Arno Geiger „Reise nach Laredo“

Hanser Verlag 2024 / Geb. / 272 Seiten / 26 €
Romanrezension von Marlene Hofmann

Wir schreiben das Jahr 1558. Der Protagonist des Romans, Karl, ist ein kranker achtundfünfzigjähriger Mann. Er ist ein gichtiger Greis, unansehnlich und täglich von Schmerzen geplagt. In einem abgelegenen Kloster in Spanien wartet er auf sein Ende. Doch plötzlich kommt alles anders. Gemeinsam mit dem elfjährigen Geronimo, der nicht weiß, dass er der illegitime Sohn von Karl ist, erlebt der alte Mann die Welt neu. Fern ab von allem, was er jemals für möglich gehalten hat, beschließen die beiden eines nachts dem Kloster zu entfliehen und sich auf eine lange Reise zu begeben.
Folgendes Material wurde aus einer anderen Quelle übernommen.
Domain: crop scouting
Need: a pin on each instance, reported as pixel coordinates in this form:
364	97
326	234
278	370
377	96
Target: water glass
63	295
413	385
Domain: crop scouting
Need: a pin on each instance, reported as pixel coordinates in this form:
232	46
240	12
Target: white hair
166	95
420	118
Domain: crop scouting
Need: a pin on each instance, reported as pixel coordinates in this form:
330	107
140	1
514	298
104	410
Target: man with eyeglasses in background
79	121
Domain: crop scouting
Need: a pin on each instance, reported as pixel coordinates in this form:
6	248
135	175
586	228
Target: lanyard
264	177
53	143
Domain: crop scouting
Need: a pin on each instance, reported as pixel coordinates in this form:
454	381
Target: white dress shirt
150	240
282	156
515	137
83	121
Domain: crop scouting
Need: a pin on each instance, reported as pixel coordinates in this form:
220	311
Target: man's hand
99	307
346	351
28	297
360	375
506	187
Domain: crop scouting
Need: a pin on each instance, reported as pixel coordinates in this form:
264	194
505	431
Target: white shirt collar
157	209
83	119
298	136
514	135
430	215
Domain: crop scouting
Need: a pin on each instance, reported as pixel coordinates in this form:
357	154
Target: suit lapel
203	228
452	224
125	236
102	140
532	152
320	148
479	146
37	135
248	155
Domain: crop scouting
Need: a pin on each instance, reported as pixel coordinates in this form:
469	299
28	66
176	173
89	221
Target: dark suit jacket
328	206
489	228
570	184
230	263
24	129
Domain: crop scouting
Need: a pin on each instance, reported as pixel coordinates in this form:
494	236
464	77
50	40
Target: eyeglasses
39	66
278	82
„Die Reise nach Laredo“ ist die abenteuerliche Geschichte von Karl und Geronimo, zwei Menschen die trotz ihrer unterschiedlichen Lebenssituation nach ein und demselben streben: Veränderung. Fern ab von allen Verpflichtungen, Zwängen und dem trägen Alltag erleben sie das Unglaubliche. Sie retten Menschenleben, finden Freunde und erleben ein buntes Chaos der Gefühle. Der pflichtverknöcherte Karl, der immer an Vergangenheit und Zukunft denken muss und der elfjährige Junge, der nur im Hier und Jetzt lebt, harmonieren gerade wegen des Kontrasts so wunderbar.

In der Geschichte der beiden geht es weniger darum an einem bestimmten Ziel anzukommen oder eine spezielle Aufgabe zu erfüllen. Vielmehr steht im Fokus die Reise als solche und die gemeinsame Zeit, die sie miteinander verbringen; ein Leben ganz nach dem Motto „Der Weg ist das Ziel“.

Meiner Meinung nach ist dies ein Roman, der Eindrücke hinterlässt, geschrieben von einem Autor, dem es gelingt die Komplexität von Gefühlen, Gedanken und Emotionen präzise und detailliert zum Ausdruck zu bringen.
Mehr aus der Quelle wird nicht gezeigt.